Real-time Urban Energy Prediction | PhD Research

This project leverages advanced machine learning techniques to predict urban energy demand in real-time, using a variety of urban and building features. By developing a parametric model, we simulate different urban forms and mixed-use buildings, capturing essential design parameters that influence energy consumption. Through a series of iterative simulations, we create a robust dataset that incorporates urban morphology, building characteristics, and energy-related factors, providing a comprehensive basis for energy demand forecasting.

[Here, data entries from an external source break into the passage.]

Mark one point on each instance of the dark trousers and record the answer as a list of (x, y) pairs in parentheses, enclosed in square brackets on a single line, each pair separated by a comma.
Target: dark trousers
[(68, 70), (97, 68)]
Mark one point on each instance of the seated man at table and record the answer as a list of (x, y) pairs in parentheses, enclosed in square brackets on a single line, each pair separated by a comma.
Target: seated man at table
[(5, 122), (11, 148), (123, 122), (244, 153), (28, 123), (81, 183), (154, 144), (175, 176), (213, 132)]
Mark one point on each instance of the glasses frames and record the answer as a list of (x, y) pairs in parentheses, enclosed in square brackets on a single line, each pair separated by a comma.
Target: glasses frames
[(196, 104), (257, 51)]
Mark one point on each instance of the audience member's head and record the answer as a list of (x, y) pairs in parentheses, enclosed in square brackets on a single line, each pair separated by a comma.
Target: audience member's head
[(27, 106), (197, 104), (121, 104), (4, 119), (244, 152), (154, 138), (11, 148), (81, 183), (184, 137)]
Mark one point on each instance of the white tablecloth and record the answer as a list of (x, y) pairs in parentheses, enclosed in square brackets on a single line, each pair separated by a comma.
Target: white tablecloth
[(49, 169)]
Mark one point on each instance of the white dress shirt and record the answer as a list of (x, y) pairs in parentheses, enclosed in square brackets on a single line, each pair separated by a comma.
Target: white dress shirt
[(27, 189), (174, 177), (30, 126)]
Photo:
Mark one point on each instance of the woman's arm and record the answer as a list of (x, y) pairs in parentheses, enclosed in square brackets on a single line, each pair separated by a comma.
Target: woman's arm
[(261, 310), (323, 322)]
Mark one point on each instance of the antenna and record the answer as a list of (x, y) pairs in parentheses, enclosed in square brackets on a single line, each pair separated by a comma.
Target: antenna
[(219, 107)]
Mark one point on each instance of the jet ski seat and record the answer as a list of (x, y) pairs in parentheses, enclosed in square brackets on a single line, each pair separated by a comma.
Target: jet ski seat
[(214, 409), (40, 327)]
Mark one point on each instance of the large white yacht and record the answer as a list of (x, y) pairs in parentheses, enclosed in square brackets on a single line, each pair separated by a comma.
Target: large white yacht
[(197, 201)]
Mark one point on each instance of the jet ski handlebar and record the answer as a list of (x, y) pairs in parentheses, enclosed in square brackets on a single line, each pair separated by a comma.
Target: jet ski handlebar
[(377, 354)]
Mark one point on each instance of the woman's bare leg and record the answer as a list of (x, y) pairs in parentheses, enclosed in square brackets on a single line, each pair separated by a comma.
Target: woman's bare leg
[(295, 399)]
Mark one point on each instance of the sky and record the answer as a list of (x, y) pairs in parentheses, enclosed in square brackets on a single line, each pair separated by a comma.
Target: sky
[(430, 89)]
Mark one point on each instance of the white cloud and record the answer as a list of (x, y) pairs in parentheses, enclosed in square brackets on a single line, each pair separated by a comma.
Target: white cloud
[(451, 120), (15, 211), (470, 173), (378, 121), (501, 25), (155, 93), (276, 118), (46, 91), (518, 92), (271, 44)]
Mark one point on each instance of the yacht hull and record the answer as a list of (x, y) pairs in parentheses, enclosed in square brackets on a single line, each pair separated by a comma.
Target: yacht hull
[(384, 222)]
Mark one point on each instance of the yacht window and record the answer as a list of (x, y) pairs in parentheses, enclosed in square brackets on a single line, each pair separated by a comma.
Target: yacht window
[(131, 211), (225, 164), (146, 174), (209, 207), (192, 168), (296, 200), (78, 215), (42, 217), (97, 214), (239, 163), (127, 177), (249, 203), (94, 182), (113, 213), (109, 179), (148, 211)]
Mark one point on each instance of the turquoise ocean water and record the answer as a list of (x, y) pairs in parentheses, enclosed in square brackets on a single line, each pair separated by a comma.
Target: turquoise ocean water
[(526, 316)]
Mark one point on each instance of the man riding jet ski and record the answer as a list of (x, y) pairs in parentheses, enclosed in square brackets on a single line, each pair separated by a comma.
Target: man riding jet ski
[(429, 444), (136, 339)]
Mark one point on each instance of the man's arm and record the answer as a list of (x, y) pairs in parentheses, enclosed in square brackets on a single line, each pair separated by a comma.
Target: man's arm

To enhance the accuracy of our predictions, we employ sophisticated feature selection methods, such as Latin Hypercube Sampling and Random Forest analysis, to identify the most influential parameters. These techniques help reduce data complexity while maintaining essential information that improves the model’s performance. We also utilize both linear and non-linear correlation techniques, ensuring that our model can capture complex relationships between urban features, building designs, and energy consumption.

At the core of the project is the application of Graph Neural Networks (GNNs), which are well-suited for modeling urban energy systems. GNNs allow us to capture the dependencies between buildings and their interactions, enabling more accurate energy predictions. The model aggregates data at both the node (building) and graph (urban) levels, ensuring that both local and global factors are considered. This comprehensive approach results in a powerful tool for real-time urban energy management.